これでは翼の謎の彼女はセミの抜け殻収集癖があると噂になってしまうかもしれないではないか。謎が深まる上に翼の評判も落ちかねない。
「セミの抜け殻」
「……セミ?」
上田と吉井もぽかんとした顔をしている。
一方の翼は――笑いをこらえて肩を震わせていた。
ここが喫茶店の中でなかったら、爆笑していたのかもしれない。
「迪歩さんは期待を裏切らないよね。――可愛いなあ」
笑いを噛み殺した翼から、思わず漏れたらしい最後の一言に迪歩の頬が赤くなる。
しかし。
「……! セミなのに可愛い……?」
「チホ、可愛いのはそこじゃない」
「迪歩、セミから離れて」
素早く女性陣のツッコミが入る。
「……今井さんってクールビューティーだと思ってたけど、喋ると雰囲気違うんすね。なんか天然可愛い系」
「そうだよ、可愛いんだよ。ちょっかい出すなよ吉井」
「出さねえよ。どう考えても勝ち目ないし。くそお、翼のくせにいちゃつきやがってー。俺も彼女欲しいー」
嘆く吉井をさり気なく迪歩から遠ざける翼の様子に、由依はちらりと上田を見て首を傾げた。
「吉井くん名指しなのね。上田くんはいいの?」
「……上田は、絶対ないですから」
「絶対? 古原くんは自分の彼女の魅力を信じてないの?」
「うーん、そうじゃなくて」
翼は苦笑交じりに上田へ視線を向けた。
視線を受けた上田は不自然なくらいに良い笑顔でケーキの乗った皿を手に取り、翼の手に押し付ける。
「翼、ケーキ食べようぜ。俺が好きなのをとってやる」
「いや、いらん」
「お、じゃあ俺は翼に食べさせてやろう」
「やめろ!」
じゃれ始めた男子高生たちに、答えをはぐらかされた由依は不満げな顔で腰に手を当てた。

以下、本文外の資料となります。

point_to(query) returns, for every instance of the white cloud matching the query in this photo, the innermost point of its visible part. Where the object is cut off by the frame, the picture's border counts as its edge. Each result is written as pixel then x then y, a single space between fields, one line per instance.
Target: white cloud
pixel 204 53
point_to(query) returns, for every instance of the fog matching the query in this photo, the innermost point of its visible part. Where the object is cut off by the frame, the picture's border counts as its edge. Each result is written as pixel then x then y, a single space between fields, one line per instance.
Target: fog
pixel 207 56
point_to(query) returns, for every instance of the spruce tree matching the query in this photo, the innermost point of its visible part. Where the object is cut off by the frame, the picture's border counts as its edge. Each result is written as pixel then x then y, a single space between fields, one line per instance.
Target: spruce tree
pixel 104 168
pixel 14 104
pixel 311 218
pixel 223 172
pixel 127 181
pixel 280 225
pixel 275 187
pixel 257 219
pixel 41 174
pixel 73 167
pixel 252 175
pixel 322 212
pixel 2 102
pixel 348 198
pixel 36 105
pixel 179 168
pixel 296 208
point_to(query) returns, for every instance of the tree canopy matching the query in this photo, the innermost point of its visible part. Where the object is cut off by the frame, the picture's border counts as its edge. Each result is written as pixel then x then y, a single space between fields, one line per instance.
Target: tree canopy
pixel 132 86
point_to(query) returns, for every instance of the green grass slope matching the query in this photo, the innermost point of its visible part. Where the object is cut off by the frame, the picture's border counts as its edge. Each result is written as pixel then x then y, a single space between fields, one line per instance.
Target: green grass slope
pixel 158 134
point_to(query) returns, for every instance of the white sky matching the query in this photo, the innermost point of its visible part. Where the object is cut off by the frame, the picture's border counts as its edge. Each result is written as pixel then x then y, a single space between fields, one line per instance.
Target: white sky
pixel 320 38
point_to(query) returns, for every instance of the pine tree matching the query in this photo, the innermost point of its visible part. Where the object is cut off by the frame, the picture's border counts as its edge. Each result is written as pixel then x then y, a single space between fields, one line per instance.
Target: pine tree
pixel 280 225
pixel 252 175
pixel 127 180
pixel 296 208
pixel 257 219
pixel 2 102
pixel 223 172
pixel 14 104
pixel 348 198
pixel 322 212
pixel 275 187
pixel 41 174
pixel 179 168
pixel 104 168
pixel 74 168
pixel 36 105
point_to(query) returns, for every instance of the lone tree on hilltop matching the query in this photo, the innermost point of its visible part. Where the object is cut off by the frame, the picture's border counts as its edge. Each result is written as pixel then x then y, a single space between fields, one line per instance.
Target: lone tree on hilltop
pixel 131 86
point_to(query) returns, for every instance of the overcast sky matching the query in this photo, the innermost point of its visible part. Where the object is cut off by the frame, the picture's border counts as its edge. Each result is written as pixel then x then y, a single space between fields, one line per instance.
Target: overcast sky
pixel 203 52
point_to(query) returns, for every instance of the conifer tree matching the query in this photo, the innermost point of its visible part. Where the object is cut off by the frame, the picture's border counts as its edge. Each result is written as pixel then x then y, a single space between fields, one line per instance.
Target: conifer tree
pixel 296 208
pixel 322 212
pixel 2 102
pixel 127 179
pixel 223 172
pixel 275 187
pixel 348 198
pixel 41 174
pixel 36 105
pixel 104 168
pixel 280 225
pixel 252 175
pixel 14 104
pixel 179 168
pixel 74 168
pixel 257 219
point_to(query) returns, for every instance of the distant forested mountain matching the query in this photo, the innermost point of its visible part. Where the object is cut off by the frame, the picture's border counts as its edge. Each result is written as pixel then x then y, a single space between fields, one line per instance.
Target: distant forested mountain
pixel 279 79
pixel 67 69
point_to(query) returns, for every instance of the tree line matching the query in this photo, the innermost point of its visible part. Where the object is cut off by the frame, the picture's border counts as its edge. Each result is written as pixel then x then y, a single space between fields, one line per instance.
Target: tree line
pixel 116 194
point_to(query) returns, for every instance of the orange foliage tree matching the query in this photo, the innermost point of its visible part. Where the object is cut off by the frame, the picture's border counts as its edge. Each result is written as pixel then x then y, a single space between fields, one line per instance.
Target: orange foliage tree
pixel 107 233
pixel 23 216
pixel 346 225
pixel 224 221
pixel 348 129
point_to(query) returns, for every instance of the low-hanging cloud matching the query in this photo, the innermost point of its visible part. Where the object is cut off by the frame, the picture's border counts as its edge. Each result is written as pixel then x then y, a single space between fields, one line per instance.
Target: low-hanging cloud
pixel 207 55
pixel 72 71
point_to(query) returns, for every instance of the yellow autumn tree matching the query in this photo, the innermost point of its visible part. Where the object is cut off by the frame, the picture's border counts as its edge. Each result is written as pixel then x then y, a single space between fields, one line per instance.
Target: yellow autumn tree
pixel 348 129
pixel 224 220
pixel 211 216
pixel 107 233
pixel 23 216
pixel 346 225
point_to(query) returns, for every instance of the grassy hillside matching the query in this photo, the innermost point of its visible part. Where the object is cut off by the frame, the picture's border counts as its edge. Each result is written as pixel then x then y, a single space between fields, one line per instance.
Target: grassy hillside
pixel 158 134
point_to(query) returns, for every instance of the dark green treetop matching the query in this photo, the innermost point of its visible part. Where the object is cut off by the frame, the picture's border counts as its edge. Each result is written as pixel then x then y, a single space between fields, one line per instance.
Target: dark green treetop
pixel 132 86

「もー。君ら、あんまり騒ぐと沸騰したお湯かけるからね?」
「鬼だ、鬼がいる」
「さすが由依さん、発言がエグい」
「よし、お湯沸かしてくる」
そんなやり取りを脇目に、迪歩は瑠璃にだけ届く声でぼそっと囁く。
「上田くんがモカに日参する理由ね、由依だけ気付いてないの。オーナーと常連さんたちはずっと上田くんの片思いを見守ってるんだよ」
「微笑ましい〜。私もまた彼氏欲しいな。今度はストーカーも浮気もしない人」
「……ははは」
なんとも答えにくい言葉に苦笑いした迪歩は、本当にお湯を沸かしにいった由依を思いとどまらせるべく席を立った。
カウンターの上の、店内がよく見渡せる場所にはいつの間にか一匹の猫が座っており、しっぽを揺らしながらまどろんでいた。